14. It is clear from B [2018] EUECJ C-316/16 that in order to obtain the highest level of protection the person concerned must have acquired the right of permanent residence within the meaning of Article 8 in the Regulations.
15. It is also clear that the requirement to have resided in the United Kingdom for the previous ten years may be satisfied for an overall assessment of the person's situation, taking into account all the relevant aspects, leaves the conclusion that notwithstanding the contention the integrative links between the person concerned and the host member may not have been broken. These aspects include inter alia, the strength of the integrative links forged with the host Member State before the detention of the person concerned, the nature of the offence that resulted in the period of detention imposed, the circumstances in which the offence was committed and the conduct of the person concerned throughout the period of detention.
16. In reaching my conclusions, I have applied Schedule 1 of the 2016 Regulations which provides as follows, so far as is relevant:
2. An EEA national or the family member of an EEA national having extensive familial and societal links with persons of the same nationality or language does not amount to integration in the United Kingdom; a significant degree of wider cultural and societal integration must be present before a person may be regarded as integrated in the United Kingdom.

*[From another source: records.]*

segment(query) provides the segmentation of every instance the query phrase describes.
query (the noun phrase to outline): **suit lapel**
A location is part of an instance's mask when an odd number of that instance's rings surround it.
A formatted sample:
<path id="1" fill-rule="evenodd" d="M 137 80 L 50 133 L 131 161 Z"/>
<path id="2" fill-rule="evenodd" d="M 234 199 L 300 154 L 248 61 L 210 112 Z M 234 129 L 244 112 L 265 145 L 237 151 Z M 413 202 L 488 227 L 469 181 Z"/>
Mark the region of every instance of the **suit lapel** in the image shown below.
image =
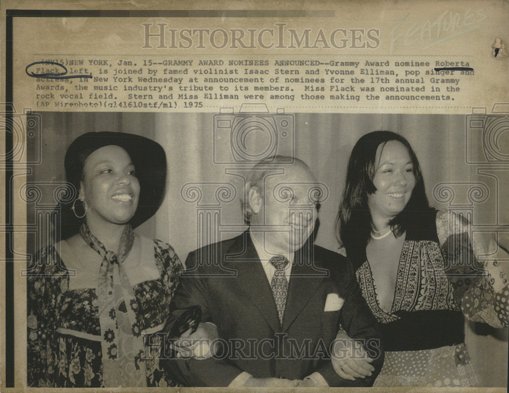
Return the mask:
<path id="1" fill-rule="evenodd" d="M 327 270 L 315 267 L 313 250 L 309 242 L 295 253 L 283 316 L 283 331 L 290 327 L 328 274 Z"/>
<path id="2" fill-rule="evenodd" d="M 237 270 L 239 289 L 257 306 L 272 329 L 279 331 L 281 327 L 272 291 L 248 230 L 236 239 L 227 253 L 225 266 Z"/>

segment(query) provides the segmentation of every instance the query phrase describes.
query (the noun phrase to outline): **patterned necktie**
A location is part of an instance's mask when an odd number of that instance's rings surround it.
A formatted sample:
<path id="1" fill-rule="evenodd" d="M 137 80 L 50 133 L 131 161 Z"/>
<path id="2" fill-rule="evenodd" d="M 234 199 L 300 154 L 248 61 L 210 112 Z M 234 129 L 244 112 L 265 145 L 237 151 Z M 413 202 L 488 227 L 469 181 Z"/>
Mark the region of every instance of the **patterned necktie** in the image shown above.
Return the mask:
<path id="1" fill-rule="evenodd" d="M 283 324 L 283 315 L 285 314 L 285 305 L 286 304 L 287 295 L 288 294 L 288 281 L 285 275 L 285 268 L 289 261 L 285 257 L 273 257 L 269 261 L 276 268 L 270 282 L 272 295 L 276 303 L 277 314 L 279 317 L 279 323 Z"/>
<path id="2" fill-rule="evenodd" d="M 126 225 L 116 253 L 106 249 L 86 223 L 80 234 L 103 258 L 97 294 L 104 385 L 146 386 L 143 338 L 134 311 L 137 304 L 123 266 L 134 243 L 132 229 Z"/>

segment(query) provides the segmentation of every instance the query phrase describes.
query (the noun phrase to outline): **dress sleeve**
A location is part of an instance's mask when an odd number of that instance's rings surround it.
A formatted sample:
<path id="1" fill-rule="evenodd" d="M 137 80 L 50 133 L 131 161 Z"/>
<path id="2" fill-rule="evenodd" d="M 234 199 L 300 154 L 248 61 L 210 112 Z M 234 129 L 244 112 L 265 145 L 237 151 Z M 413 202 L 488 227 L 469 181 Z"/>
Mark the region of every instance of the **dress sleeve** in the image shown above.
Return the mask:
<path id="1" fill-rule="evenodd" d="M 27 383 L 57 387 L 59 344 L 56 305 L 68 275 L 53 246 L 38 253 L 27 270 Z"/>
<path id="2" fill-rule="evenodd" d="M 509 286 L 497 260 L 493 239 L 473 233 L 463 216 L 446 210 L 437 214 L 437 234 L 445 259 L 445 274 L 465 316 L 494 327 L 508 326 Z"/>
<path id="3" fill-rule="evenodd" d="M 154 243 L 156 257 L 163 267 L 163 281 L 168 287 L 172 298 L 179 285 L 184 267 L 171 246 L 160 240 L 154 240 Z"/>

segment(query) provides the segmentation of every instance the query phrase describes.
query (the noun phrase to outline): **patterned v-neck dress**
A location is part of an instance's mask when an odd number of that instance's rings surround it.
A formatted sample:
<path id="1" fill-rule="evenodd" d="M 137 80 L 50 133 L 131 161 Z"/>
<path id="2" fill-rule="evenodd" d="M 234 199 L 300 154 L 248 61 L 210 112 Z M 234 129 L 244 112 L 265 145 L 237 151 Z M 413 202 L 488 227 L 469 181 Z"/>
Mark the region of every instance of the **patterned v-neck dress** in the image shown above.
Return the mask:
<path id="1" fill-rule="evenodd" d="M 487 264 L 478 259 L 482 252 L 468 223 L 446 211 L 428 218 L 422 224 L 431 230 L 407 231 L 389 311 L 379 305 L 365 255 L 356 270 L 386 351 L 374 386 L 476 386 L 464 344 L 464 315 L 495 327 L 507 326 L 507 280 L 503 274 L 497 277 L 503 285 L 495 292 L 495 279 L 483 273 Z"/>
<path id="2" fill-rule="evenodd" d="M 175 386 L 159 367 L 160 331 L 183 267 L 173 249 L 140 236 L 141 257 L 157 266 L 160 277 L 133 287 L 134 311 L 147 350 L 144 361 L 147 386 Z M 103 387 L 103 354 L 95 288 L 70 289 L 75 271 L 66 266 L 73 255 L 65 241 L 41 250 L 27 279 L 27 367 L 30 386 Z M 60 250 L 61 256 L 57 250 Z M 64 253 L 63 251 L 67 252 Z M 74 262 L 75 263 L 75 262 Z M 68 261 L 69 263 L 69 261 Z M 99 266 L 98 265 L 98 272 Z M 113 317 L 113 316 L 110 316 Z"/>

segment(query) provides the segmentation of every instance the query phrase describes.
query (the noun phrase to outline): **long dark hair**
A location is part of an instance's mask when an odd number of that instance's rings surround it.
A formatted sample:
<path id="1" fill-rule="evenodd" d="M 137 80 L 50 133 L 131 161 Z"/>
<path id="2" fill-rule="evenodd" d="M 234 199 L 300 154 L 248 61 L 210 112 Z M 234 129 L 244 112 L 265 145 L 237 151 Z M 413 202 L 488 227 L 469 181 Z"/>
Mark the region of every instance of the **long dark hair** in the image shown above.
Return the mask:
<path id="1" fill-rule="evenodd" d="M 367 196 L 376 191 L 373 180 L 376 170 L 377 150 L 381 144 L 390 140 L 400 142 L 406 147 L 415 176 L 415 186 L 408 203 L 389 222 L 392 232 L 400 236 L 407 229 L 420 227 L 423 233 L 429 232 L 430 220 L 423 219 L 429 216 L 427 213 L 436 211 L 430 207 L 420 166 L 408 141 L 391 131 L 374 131 L 362 136 L 354 146 L 348 162 L 346 184 L 335 222 L 336 237 L 356 267 L 365 260 L 366 246 L 371 231 Z"/>

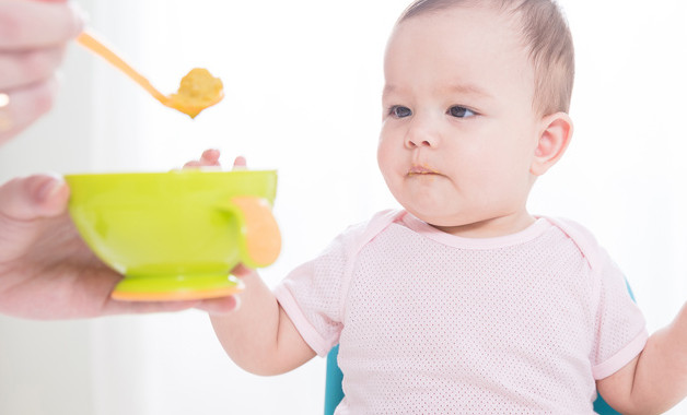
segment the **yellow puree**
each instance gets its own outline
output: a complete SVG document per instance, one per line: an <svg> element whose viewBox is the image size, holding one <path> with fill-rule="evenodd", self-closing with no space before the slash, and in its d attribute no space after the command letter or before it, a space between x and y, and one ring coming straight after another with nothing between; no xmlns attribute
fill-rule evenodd
<svg viewBox="0 0 687 415"><path fill-rule="evenodd" d="M170 95L170 106L195 118L223 97L222 81L212 76L207 69L194 68L182 79L177 93Z"/></svg>

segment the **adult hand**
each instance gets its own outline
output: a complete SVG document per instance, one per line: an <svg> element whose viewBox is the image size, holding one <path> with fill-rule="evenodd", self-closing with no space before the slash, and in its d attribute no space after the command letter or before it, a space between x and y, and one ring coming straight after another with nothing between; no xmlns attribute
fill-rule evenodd
<svg viewBox="0 0 687 415"><path fill-rule="evenodd" d="M209 312L235 308L234 297L197 301L117 301L121 275L101 262L67 212L61 178L31 176L0 187L0 312L31 319L88 318L113 313Z"/></svg>
<svg viewBox="0 0 687 415"><path fill-rule="evenodd" d="M53 106L55 72L83 27L66 0L0 0L0 144Z"/></svg>

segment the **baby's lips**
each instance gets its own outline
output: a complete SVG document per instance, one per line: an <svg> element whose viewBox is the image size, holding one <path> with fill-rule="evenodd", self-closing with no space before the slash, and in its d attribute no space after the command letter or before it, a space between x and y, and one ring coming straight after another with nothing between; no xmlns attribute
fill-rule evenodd
<svg viewBox="0 0 687 415"><path fill-rule="evenodd" d="M439 171L436 171L433 168L430 168L426 165L414 165L412 167L410 167L410 169L408 170L408 175L435 175Z"/></svg>

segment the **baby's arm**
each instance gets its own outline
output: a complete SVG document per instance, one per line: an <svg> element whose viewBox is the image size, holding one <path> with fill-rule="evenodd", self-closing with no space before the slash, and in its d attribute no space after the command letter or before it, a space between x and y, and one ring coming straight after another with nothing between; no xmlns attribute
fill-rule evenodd
<svg viewBox="0 0 687 415"><path fill-rule="evenodd" d="M315 352L255 271L238 268L245 289L241 306L210 320L222 347L236 365L256 375L279 375L315 356Z"/></svg>
<svg viewBox="0 0 687 415"><path fill-rule="evenodd" d="M649 337L638 357L596 387L622 414L660 414L682 401L687 395L687 305Z"/></svg>

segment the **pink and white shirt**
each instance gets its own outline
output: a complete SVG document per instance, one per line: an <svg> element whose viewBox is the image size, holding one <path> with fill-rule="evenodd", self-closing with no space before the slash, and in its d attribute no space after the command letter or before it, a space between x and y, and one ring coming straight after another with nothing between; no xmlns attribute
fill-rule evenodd
<svg viewBox="0 0 687 415"><path fill-rule="evenodd" d="M337 414L593 413L595 380L648 339L622 273L563 220L471 239L382 212L275 292L317 354L340 344Z"/></svg>

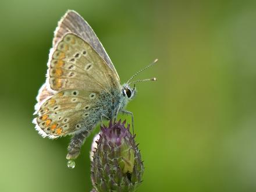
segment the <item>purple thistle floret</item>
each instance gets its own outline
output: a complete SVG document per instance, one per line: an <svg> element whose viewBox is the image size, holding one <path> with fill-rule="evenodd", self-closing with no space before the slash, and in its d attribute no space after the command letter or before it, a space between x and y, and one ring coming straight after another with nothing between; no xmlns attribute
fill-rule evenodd
<svg viewBox="0 0 256 192"><path fill-rule="evenodd" d="M91 178L97 191L134 191L142 182L144 166L140 150L126 122L101 128L95 141Z"/></svg>

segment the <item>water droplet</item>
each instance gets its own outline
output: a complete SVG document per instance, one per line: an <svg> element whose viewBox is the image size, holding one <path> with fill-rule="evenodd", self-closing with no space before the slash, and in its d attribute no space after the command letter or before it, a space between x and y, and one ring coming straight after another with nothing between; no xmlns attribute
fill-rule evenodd
<svg viewBox="0 0 256 192"><path fill-rule="evenodd" d="M76 166L76 162L74 161L69 160L67 163L67 166L70 169L73 169Z"/></svg>

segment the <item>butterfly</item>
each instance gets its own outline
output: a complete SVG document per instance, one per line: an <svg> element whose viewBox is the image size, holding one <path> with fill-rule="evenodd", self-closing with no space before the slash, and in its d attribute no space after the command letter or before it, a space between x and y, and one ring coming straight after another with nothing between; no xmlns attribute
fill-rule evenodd
<svg viewBox="0 0 256 192"><path fill-rule="evenodd" d="M43 137L72 135L66 156L75 159L91 131L102 119L112 120L125 110L136 93L123 86L109 57L89 24L74 10L68 10L54 33L45 84L39 90L33 122Z"/></svg>

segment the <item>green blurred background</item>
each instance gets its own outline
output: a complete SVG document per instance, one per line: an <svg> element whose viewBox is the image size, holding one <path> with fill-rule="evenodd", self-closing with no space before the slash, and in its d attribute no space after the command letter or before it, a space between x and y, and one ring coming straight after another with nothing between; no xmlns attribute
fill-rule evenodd
<svg viewBox="0 0 256 192"><path fill-rule="evenodd" d="M256 191L256 2L218 0L1 0L0 191L91 189L99 128L71 170L69 137L44 139L31 123L68 9L94 29L123 83L159 59L140 76L158 81L138 84L127 106L146 167L138 191Z"/></svg>

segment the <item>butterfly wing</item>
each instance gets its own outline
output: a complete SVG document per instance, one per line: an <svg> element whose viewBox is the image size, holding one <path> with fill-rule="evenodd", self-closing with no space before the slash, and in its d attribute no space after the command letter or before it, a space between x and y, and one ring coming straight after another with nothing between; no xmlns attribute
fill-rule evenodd
<svg viewBox="0 0 256 192"><path fill-rule="evenodd" d="M54 138L93 127L97 121L91 120L100 117L95 102L98 97L99 92L84 90L59 91L40 106L33 121L36 129L44 137Z"/></svg>
<svg viewBox="0 0 256 192"><path fill-rule="evenodd" d="M100 118L98 106L95 105L99 93L121 88L105 61L72 33L64 35L52 49L48 67L47 83L37 97L38 116L33 120L44 137L79 131L84 123L91 126L90 119Z"/></svg>
<svg viewBox="0 0 256 192"><path fill-rule="evenodd" d="M58 26L54 33L54 47L65 34L69 32L76 34L90 44L113 70L119 80L115 66L93 30L79 14L71 10L67 10L58 23Z"/></svg>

3. Where an EEA national or the family member of an EEA national has received a custodial sentence, or is a persistent offender, the longer the sentence, or the more numerous the convictions, the greater the likelihood that the individual's continued presence in the United Kingdom represents a genuine, present and sufficiently serious threat affecting of the fundamental interests of society.
4. Little weight is to be attached to the integration of an EEA national or the family member of an EEA national within the United Kingdom if the alleged integrating links were formed at or around the same time as-”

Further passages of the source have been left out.